Affiliations: Department of Molecular Biology, University of Salzburg, Salzburg, Austria | Division of Molecular Dermatology and EB House Austria, Department of Dermatology, Paracelsus Medical University, Salzburg, Austria
Note: [] Corresponding author: Thomas Verwanger, Department of Molecular Biology, University of Salzburg, Hellbrunnerstrasse 34, 5020 Salzburg, Austria. E-mail: [email protected]

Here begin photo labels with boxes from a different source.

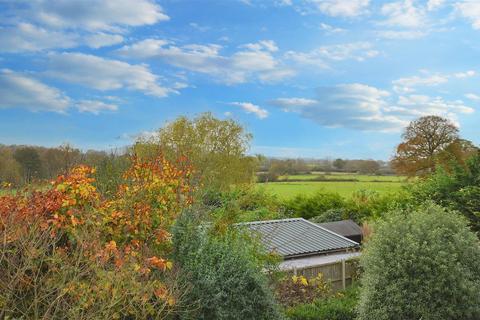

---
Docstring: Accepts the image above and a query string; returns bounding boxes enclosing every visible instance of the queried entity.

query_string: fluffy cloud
[0,0,168,52]
[319,22,345,34]
[455,0,480,30]
[0,23,79,52]
[307,0,370,17]
[46,53,174,97]
[285,42,379,68]
[377,30,427,40]
[453,70,477,79]
[388,95,475,125]
[427,0,445,11]
[272,83,407,131]
[0,23,123,52]
[392,70,476,93]
[0,69,70,113]
[75,100,118,114]
[118,39,293,84]
[392,74,448,93]
[271,83,474,132]
[230,102,268,119]
[23,0,169,31]
[0,69,118,114]
[84,32,123,49]
[381,0,426,28]
[465,93,480,101]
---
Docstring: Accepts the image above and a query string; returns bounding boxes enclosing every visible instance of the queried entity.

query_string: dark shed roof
[318,220,362,237]
[239,218,358,259]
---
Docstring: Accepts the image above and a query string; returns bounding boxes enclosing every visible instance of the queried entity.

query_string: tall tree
[392,116,459,176]
[13,147,42,183]
[333,158,347,170]
[134,113,257,189]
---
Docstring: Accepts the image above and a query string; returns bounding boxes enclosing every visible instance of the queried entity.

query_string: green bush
[412,153,480,232]
[285,192,345,219]
[310,208,349,223]
[174,213,282,320]
[358,204,480,320]
[286,285,359,320]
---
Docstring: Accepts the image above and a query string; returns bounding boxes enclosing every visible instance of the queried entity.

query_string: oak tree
[392,116,459,176]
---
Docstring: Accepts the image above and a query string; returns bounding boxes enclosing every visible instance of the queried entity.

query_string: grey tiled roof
[239,218,358,258]
[318,220,362,237]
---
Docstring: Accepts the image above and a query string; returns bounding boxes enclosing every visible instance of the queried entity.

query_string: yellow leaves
[300,276,308,286]
[292,276,308,286]
[105,240,117,251]
[292,276,298,283]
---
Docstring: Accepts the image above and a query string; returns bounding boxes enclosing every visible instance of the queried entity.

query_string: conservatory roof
[238,218,359,259]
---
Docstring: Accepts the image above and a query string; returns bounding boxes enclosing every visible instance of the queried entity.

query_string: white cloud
[272,98,317,112]
[0,23,123,52]
[272,83,408,131]
[188,22,210,32]
[307,0,370,17]
[271,83,474,132]
[392,70,476,93]
[285,42,379,68]
[389,95,475,125]
[0,69,122,114]
[84,32,123,49]
[118,39,293,84]
[241,40,278,52]
[381,0,426,28]
[455,0,480,30]
[427,0,445,11]
[392,74,448,93]
[320,22,345,34]
[454,70,477,79]
[230,102,268,119]
[0,23,79,52]
[465,93,480,101]
[46,53,174,97]
[75,100,118,114]
[25,0,169,31]
[377,30,428,40]
[0,69,70,113]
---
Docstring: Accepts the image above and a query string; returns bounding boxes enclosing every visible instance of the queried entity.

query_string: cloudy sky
[0,0,480,159]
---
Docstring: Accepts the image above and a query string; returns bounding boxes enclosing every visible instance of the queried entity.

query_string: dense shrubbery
[174,210,282,320]
[412,153,480,232]
[359,205,480,320]
[275,273,332,306]
[287,285,359,320]
[285,192,345,219]
[0,158,192,319]
[285,191,412,223]
[202,186,286,223]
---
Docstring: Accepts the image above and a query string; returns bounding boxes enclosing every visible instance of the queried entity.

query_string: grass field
[258,174,406,199]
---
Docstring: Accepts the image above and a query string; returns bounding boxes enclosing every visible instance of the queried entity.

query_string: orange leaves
[0,157,194,316]
[146,256,173,271]
[102,156,193,248]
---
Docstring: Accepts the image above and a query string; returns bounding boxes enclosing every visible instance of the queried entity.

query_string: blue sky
[0,0,480,159]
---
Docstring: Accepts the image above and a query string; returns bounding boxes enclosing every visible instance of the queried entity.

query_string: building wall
[291,260,358,291]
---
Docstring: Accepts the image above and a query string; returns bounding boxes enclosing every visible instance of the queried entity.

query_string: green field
[258,174,406,199]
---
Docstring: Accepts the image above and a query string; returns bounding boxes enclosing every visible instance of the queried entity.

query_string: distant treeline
[0,144,394,186]
[0,144,126,186]
[257,156,395,182]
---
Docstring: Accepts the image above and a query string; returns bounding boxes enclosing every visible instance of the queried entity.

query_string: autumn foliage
[0,156,194,319]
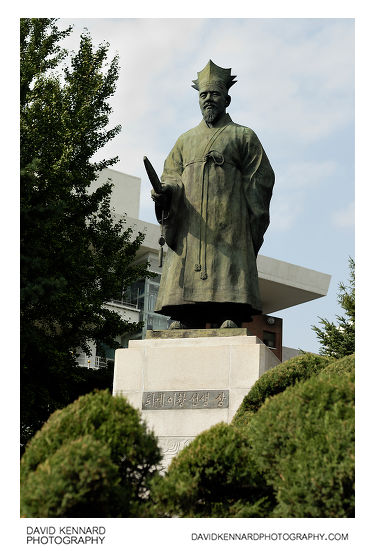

Abstract: Background: Recessive dystrophic epidermolysis bullosa (RDEB) is a hereditary skin disorder characterized by mechanical fragility of the skin, resulting in blistering and chronic wounds. The causative mutations lie in the COL7A1 gene. Patients suffering from RDEB have a high risk to develop aggressive, rapidly metastasizing squamous cell carcinomas (SCCs). Cutaneous RDEB SCCs develop preferentially in long-term skin wounds or cutaneous scars. Albeit being well differentiated, they show a more aggressive behavior than UV-induced SCCs. These findings suggest other contributing factors in SCC tumorigenesis in RDEB. Objective: To analyze factors contributing to RDEB tumorigenesis, we conducted a comprehensive gene expression study comparing a non-malignant RDEB (RDEB-CL) to a RDEB SCC cell line (SCCRDEB4) to achieve an overview on the changes of the gene expression levels in RDEB related skin cancer. Methods: We applied cDNA arrays comprising 9738 human expressed sequence tags (EST) with various functions. Selected results were verified by Real-time RT PCR. Results: Large-scale gene expression analysis revealed changes in the expression level of transforming growth factor β1 (TGFβ1) and several genes under the control of TGFβ for RDEB and SCCRDEB4 cell lines. Even untransformed RDEB keratinocytes show elevated levels of TGFβ1. Conclusion: Our findings demonstrate a prominent role of TGFβ-signaling in RDEB-related skin cancer. Once activated, TGFβ signaling either in response to wounding or in order to influence type VII collagen expression levels could facilitate cancer development and progression. Moreover, TGFβ signaling might also represent a potentially useful therapeutic target in this disease.